To say again, we who reject poisonism have vastly more than enough evidence, affirmative and negative (Strict Proof), to convince any honest, rational person to become an abolitionist. If we have not yet motivated a sufficient number of people, this is from a combination of a lack of reason and energy on the part of the people, and our own inadequate communication and tactics. But under no circumstances is it from a quantitative lack of raw material. On the contrary, where we see anti-GMO people who keep mindlessly calling for More Testing we’re really seeing those who aren’t truly committed to abolitionism, to food sovereignty, who are not opponents of corporate control, and whose criticism of GMOs doesn’t necessarily reflect any underlying values at all.
Strictly speaking, this hasn’t been an “anti-testing” piece, though it is that also. But it’s primarily the insistence that we already know all the facts about corporate agriculture, have known all the facts for decades now, and that only procrastination, out of hopeless confusion or a lack of real commitment, could be the purpose of still pretending we don’t know the facts once and for all. And this procrastination, in turn, is part of what’s delaying the true beginning of the necessary transformation humanity must make.


  1. Right, this is true. And in general we already have most of the information we need to make the transition to a human based, (somewhat) sustainable economy.

    But we won’t do it! We have substituted the void in our lives with corporate profits – production and consumption growing to infinity. And behind it lies of course the deregulated, private money banking system. Money should be publicly issued, and banking should be a public utility.

    Because of our systemic failure, we face terminal degradation and conflict. I wonder if anyone, such as the Chinese, will get right. Though it seems doubtful right now.

    If they do, I wonder what sort of history they will write about America, or if they will even care.

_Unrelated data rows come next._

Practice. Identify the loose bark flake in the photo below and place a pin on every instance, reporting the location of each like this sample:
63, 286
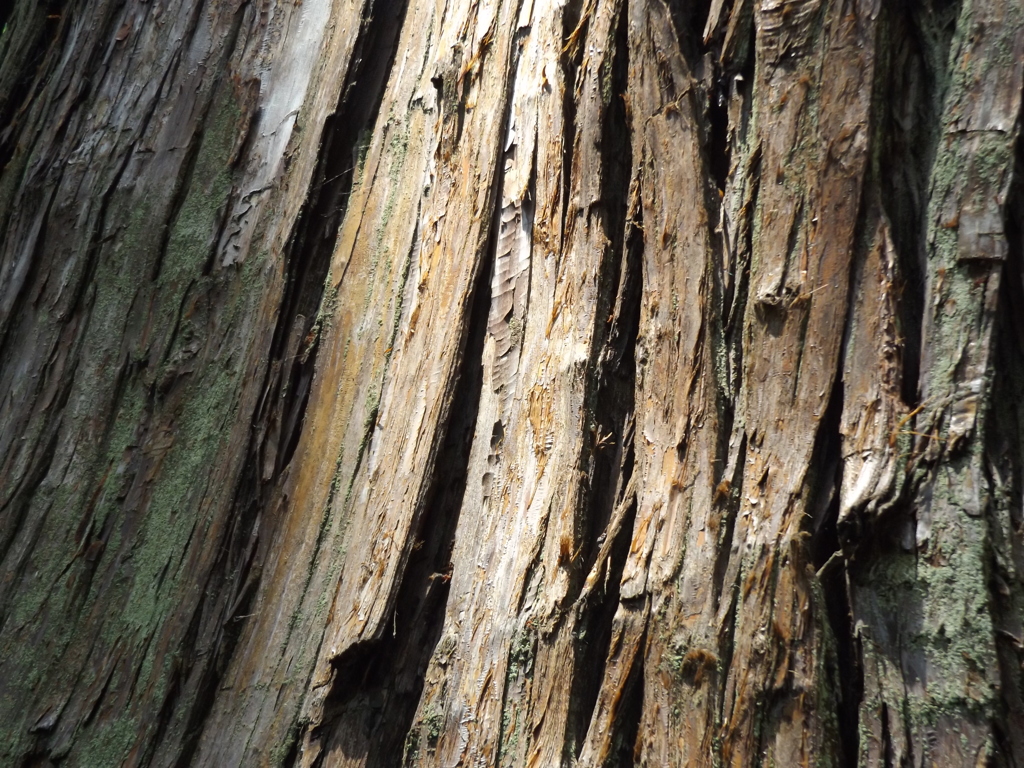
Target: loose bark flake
511, 383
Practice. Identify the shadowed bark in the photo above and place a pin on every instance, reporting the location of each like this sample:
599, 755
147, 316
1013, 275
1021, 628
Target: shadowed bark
511, 383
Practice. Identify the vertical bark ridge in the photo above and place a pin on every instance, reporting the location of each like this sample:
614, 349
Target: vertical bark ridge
148, 326
922, 592
493, 690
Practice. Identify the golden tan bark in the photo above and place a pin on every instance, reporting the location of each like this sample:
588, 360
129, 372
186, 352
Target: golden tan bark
493, 383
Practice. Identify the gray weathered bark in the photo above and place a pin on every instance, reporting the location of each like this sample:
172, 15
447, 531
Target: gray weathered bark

    Comment by dolph — August 19, 2017 @ 2:46 pm

    • It sure looks terminal, and the Chinese are almost as terminally committed as the West. It looks like no one, including the vast majority of critics of the system, will do anything to change anything. I hate to say it, but so far it looks like the individualist preppers will, by default, embody the highest level of organization toward any possible future, i.e. none.

      Those would be the right money reforms if the centralized system was sustainable at all. Some years ago I wrote many posts about that. Search the site for “MMT”, for example.